Il Burro

Il burro è un alimento ottenuto a partire dalla crema di latte, verosimilmente messo a punto intorno al 3.500 a. C. dai primi allevatori Sumeri, inventori anche della zangola, ovvero l’apparecchio per ricavare il burro tramite battitura. I Romani guardano al burro con la diffidenza riservata alle abitudini barbare; ma a partire dal Medioevo, la civiltà del burro è promossa dai Carolingi e dagli ordini monastici in prevalenza nella Mitteleuropa e al Nord, rimanendo legata al sostrato celtico e ai paesi protestanti, in netta opposizione rispetto all’olio d’oliva di ambito mediterraneo.

Per naturale affioramento, la crema di latte tende a separarsi dal latte medesimo nelle ore successive alla mungitura, in quanto più leggera: in volume, 0,918 g/cm cubi a 20° C. Qualità organolettiche, consistenza e colore variano a seconda della stagione, dei metodi di lavorazione, della razza di provenienza e della stagionalità: in estate, ad esempio, quando vi è ampia disponibilità di foraggio fresco ricco in betacaroteni, la colorazione è generalmente più accentuata. Il latte contiene più di 500 acidi grassi diversi, i quali, associati al glicerolo, formano i trigliceridi delle materie grasse. Il burro è appunto una mescolanza di trigliceridi, estremamente variabili da tipologia a tipologia in funzione di razza, alimentazione e territorio, con punto di fusione fra i 25 e i 35 gradi circa. Per secoli il procedimento è rimasto lo stesso, con minime varianti tecniche, lasciando riposare la materia prima una quindicina di ore a 14-16 gradi. Tale fase preliminare è detta, in gergo tecnico, maturazione, e ha lo scopo di favorire sia processi biologici (di acidificazione e aromatizzazione, con formazione di diacetile) che fisici (stabilizzazione e cristallizzazione della materia grassa). Allo scopo di garantire e uniformare tali processi, la crema di latte può essere insemenzata con fermenti lattici selezionati. La zangola tradizionale, verticale o orizzontale, separa con movimento meccanico ripetuto i globuli di grasso contenuti nella crema, che nel tempo di mezz’ora-un’ora sempre più si addensa e si agglomera, liberando un liquido sieroso piuttosto acidulo, chiamato latticello, ancora utilizzabile come ingrediente di cucina. L’ammasso flocculato che si estrae dall’apposito sportelletto va ancora lavorato manualmente per eliminare il più possibile ogni gocciolina di siero (che ne pregiudica finezza e conservabilità) e ottenere una consistenza morbida e uniforme. Il panetto ottenuto va sciacquato in acqua purissima e infine salato se la tipologia lo richiede. Al pari dei torchi e dei vecchi tini del mondo contadino, le zangole in legno per la lavorazione discontinua sono oramai pezzi da museo, sostituite ovunque da moderne zangolatrici in acciaio a ciclo continuo, in grado di garantire in un secondo risultati ad altissimo livello.

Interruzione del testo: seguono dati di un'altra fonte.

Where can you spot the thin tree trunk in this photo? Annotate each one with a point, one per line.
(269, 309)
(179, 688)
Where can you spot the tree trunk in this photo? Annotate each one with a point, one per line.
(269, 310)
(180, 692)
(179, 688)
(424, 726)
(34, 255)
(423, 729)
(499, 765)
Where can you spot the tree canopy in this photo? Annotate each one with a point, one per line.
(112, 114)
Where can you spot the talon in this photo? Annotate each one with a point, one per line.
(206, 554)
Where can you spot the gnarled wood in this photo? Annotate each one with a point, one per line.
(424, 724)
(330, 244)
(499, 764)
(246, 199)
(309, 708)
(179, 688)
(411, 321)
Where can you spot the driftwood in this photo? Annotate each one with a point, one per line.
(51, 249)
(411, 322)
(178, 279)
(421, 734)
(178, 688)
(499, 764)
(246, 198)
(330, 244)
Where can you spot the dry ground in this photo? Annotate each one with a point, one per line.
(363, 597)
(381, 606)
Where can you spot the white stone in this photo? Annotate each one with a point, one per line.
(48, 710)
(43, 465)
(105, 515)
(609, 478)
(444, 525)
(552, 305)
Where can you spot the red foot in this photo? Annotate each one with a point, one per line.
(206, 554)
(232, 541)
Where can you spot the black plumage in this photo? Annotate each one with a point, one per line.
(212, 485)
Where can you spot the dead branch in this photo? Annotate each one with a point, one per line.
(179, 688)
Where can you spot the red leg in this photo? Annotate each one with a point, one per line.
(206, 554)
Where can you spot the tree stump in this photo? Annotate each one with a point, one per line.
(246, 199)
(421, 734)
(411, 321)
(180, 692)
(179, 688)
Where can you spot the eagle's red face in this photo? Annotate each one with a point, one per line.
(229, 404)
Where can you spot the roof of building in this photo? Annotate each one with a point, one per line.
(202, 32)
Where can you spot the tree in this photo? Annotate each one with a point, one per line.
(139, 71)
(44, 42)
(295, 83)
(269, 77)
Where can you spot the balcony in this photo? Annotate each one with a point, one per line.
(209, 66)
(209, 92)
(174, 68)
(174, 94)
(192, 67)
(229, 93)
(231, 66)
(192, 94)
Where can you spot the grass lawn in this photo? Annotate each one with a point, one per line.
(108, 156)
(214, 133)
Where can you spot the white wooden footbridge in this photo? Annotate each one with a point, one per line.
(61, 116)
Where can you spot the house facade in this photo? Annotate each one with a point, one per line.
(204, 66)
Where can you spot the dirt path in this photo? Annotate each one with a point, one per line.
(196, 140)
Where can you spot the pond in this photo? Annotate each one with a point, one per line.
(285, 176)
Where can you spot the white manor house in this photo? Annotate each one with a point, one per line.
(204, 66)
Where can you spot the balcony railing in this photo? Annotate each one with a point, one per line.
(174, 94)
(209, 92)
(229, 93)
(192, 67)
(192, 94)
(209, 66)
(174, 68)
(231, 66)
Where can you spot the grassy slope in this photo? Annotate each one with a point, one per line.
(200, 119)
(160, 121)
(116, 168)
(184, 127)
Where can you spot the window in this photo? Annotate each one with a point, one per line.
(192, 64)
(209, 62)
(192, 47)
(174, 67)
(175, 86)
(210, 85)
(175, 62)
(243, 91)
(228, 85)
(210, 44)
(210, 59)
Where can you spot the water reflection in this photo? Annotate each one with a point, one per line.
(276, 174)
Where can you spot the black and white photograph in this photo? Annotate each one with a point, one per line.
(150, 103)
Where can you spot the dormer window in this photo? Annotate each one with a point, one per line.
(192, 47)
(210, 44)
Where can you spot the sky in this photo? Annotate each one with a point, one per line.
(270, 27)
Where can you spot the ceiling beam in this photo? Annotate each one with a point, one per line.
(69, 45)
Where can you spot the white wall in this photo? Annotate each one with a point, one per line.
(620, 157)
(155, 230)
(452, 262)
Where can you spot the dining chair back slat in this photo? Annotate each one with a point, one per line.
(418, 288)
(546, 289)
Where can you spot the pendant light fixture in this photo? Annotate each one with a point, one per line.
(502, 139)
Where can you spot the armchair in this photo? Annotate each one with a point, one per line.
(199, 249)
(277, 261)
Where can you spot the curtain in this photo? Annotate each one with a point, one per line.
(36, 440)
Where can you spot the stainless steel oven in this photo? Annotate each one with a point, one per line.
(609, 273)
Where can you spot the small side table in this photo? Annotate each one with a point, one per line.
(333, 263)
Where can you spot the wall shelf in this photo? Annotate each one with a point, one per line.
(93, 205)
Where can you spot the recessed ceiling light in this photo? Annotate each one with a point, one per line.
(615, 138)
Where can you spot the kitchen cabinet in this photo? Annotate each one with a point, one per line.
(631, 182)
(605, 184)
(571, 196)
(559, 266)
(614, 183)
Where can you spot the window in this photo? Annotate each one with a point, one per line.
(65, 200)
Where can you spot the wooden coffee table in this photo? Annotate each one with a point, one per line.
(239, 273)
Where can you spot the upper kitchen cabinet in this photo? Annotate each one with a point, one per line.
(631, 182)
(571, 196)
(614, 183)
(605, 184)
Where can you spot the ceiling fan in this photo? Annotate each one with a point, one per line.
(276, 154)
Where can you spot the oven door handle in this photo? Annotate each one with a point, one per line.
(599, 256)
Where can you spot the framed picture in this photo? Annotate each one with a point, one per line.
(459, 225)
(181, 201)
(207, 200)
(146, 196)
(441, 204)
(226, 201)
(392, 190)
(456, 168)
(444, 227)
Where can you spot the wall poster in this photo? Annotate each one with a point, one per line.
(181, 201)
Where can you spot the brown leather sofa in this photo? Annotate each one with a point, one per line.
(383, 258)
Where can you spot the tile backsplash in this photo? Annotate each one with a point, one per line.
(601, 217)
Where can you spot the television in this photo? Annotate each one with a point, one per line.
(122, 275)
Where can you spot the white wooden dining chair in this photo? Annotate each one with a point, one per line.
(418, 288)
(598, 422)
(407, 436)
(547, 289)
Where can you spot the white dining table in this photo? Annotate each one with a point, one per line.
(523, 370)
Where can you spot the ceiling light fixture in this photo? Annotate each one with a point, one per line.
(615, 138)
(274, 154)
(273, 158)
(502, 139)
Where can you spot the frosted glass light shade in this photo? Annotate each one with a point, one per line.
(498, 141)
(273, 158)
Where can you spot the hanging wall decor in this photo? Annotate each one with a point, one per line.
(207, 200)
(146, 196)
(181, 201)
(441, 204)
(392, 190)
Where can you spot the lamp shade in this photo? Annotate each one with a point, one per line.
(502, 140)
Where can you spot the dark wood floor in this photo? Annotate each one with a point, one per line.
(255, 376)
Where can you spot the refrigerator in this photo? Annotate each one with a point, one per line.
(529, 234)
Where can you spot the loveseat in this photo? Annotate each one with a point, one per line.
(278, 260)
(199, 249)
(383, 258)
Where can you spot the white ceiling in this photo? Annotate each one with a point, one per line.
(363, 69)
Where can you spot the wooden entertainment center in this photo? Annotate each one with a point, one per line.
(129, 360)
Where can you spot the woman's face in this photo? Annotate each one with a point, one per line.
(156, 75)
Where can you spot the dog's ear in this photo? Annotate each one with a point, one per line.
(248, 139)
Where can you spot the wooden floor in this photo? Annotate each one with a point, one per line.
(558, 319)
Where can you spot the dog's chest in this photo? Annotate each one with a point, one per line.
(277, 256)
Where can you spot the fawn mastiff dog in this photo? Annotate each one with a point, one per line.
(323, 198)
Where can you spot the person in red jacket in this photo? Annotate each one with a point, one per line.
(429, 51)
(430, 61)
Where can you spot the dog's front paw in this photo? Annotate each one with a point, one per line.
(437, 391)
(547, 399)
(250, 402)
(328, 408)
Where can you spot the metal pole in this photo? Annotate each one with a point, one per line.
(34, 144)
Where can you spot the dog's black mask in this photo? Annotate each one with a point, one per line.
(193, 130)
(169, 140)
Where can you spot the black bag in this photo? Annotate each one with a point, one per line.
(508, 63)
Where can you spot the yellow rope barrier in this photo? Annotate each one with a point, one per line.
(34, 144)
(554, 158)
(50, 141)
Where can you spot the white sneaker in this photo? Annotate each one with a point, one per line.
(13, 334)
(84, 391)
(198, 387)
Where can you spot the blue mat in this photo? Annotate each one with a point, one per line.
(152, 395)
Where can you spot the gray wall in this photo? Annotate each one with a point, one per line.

Nel nostro paese vi è però scarsissima sensibilità per il burro artigianale, tanto più per le produzioni di nicchia (malga ecc.) che ancora sopravvivono, tanto che non vi è alcun marchio di tutela. In Francia, all’opposto, (leader dei consumi con 8,3 kg annui pro capite) si contano ben 3 DOP riconosciute in Europa: Isigny, Charentes-Poitou e Deux-Sèvres, oltre al belga Beurre d’Ardenne, protetto da decreto reale fin dal 1984. La conservazione del burro è limitata dall’ossigeno presente nell’aria, che ne degrada le componenti lipidiche assieme a raggi ultravioletti e calore. Lo stoccaggio in frigorifero, al riparo dalla luce e dall’aria, ne rallenta l’irrancidimento, assieme all’eventuale aggiunta di sale, che è un conservante naturale. Ricco di vitamina A, è anche una buona fonte di vitamine D ed E. Come tutti i grassi, apporta all’organismo un notevole quantitativo di calorie, 730 per 100 grammi; la differenza rispetto all’olio di oliva è dovuta alle particelle di acqua che entrano in emulsione, conferendo al burro l’aspetto di un grasso solido.